In theory, none --- without a license, the code cannot be redistributed
at all.
I'm happy to say that I am no longer a lawyer although I was until I
retired. Copyright infringement is a difficult topic on which to
generalize. It's not quite as iron-clad as stated. There are
exceptions. For example:

-- The fair use exception applies in most jurisdictions; however what
constitutes "fair use" isn't clear cut in most situations. I'll hazard
a guess that most courts would likely hold that it's fair use to quote
an email when replying to it. :-)

-- The E.U. has a directive exempting copying for personal use.

-- The U.S. and IIRC the E.U. as well have exemptions to copy object
code for interoperability reverse engineering purposes and a few other
limited purposes.

But it's accurate to say that in the nations party to the Berne
Convention (163 nations, IIRC), a copyright automatically vests in an
author created upon first publication. It's an opt-out approach; the
author has that right until and unless s/he opts out.

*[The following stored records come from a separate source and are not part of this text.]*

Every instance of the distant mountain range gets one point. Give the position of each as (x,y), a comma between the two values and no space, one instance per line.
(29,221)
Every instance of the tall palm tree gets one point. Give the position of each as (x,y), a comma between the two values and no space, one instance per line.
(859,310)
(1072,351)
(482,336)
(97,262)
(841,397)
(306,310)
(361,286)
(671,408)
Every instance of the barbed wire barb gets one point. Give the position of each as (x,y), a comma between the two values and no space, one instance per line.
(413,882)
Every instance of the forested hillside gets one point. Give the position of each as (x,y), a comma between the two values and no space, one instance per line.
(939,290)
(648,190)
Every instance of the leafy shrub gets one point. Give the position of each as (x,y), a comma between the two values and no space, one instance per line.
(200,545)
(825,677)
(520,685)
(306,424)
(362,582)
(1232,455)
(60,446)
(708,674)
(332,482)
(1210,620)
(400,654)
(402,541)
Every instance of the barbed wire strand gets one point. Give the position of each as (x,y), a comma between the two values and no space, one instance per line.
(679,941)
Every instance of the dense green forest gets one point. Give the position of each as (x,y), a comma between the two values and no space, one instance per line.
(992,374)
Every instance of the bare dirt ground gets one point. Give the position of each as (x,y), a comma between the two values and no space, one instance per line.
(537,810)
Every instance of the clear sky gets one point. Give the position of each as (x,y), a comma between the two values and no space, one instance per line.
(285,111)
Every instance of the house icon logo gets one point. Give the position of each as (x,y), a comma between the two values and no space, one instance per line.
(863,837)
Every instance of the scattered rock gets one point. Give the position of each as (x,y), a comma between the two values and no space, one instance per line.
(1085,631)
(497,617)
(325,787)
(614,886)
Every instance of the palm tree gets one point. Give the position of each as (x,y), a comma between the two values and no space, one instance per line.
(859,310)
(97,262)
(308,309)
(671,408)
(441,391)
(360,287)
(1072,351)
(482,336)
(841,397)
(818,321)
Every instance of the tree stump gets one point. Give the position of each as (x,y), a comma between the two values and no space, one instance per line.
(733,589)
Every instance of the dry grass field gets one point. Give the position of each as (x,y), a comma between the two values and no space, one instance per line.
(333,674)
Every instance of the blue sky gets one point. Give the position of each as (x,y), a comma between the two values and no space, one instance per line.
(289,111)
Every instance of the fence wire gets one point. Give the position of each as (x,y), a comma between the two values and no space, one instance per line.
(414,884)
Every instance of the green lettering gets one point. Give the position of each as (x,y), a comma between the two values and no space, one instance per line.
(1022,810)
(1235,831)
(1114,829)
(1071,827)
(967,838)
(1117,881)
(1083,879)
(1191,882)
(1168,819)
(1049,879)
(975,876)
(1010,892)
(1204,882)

Very nice and well done, at least someone is talking about these things. Without the exemptions, everyone is a walking serial violator, or everything will grind to a halt. I quite pity a civilization that relinquishes these things to a legal climate that is mindlessly applying "extreme legal opinions that doesn't give an atom any wriggle room" that it seems to have become the norm.

In practice,

The real problem is that the applicable law is way too far removed
from practice, practicality, and expectations, leaving almost everyone
who uses a computer at the mercy of those with an incentive to file

I would add that the ways of large corporations (and other organizations that behave badly) are not exemplary role models for human beings to follow, as their legal arms often seek overbearing legal power or control, like swatting a fly with a nuclear bomb. If say EEs want to stick to the exact letter of a tyrannical intellectual property regime, then we might as well close shop now.

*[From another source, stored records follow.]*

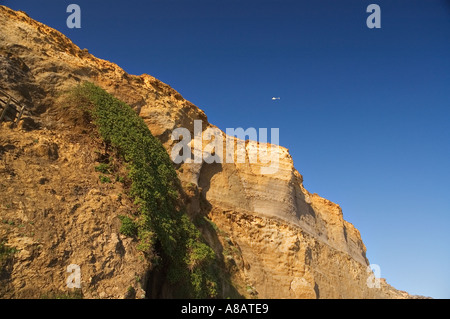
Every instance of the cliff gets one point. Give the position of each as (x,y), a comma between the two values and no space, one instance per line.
(277,239)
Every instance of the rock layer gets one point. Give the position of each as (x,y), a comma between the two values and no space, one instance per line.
(292,244)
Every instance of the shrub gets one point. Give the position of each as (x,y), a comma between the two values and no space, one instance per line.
(155,188)
(104,179)
(103,168)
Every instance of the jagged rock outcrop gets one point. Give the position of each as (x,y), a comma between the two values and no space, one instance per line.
(288,243)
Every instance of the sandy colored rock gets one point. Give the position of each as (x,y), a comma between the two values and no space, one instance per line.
(284,242)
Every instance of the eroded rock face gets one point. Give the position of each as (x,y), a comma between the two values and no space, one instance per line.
(293,244)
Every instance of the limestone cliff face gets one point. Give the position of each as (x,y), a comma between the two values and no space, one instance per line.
(288,242)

People have compared some large corporations with their "individual rights" to psychotic individuals -- too much power and nobody pushing back against extreme behaviour. Or, money + henchmen = tyranny or worse. Few want to go up against them and so the pushback is weak.

Um... this advice is redistributable under the terms of the CC0 Creative
Commons License (all rights possible waived).

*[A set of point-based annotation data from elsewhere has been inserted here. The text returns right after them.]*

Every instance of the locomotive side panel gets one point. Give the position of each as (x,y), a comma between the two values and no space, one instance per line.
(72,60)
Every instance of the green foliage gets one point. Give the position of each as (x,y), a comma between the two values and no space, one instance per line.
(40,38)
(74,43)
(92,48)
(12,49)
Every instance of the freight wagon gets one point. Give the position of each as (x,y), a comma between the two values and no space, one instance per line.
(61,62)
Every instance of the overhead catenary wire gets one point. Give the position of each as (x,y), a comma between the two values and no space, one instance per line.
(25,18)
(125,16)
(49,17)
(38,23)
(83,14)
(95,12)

CC0 is great. Also endorsed by the FSF for those who want to put works
in the public domain.

I still see GNU project devs saying that they are 'committing as obvious' or not needing paperwork on file for short code changes (tending to the obvious). So perhaps they are foolish, and I too will stick with these foolish people.

I'd much rather work with CC0 snippets or with snippets  under a
license that requires only the URL for the license. Far less bother to
include a comment pointing to the license or copyright waiver than to
include the license.

P.S. To be clear, I do not mean to be arguing with those who disagree, let us be free to adopt a diversity of positions or opinions on these things.

Thanks to the legal practitioners these days, common sense and sane behaviour seems to have become a distant memory for some of us who have once, in the past, been embraced by a more enlightened climate.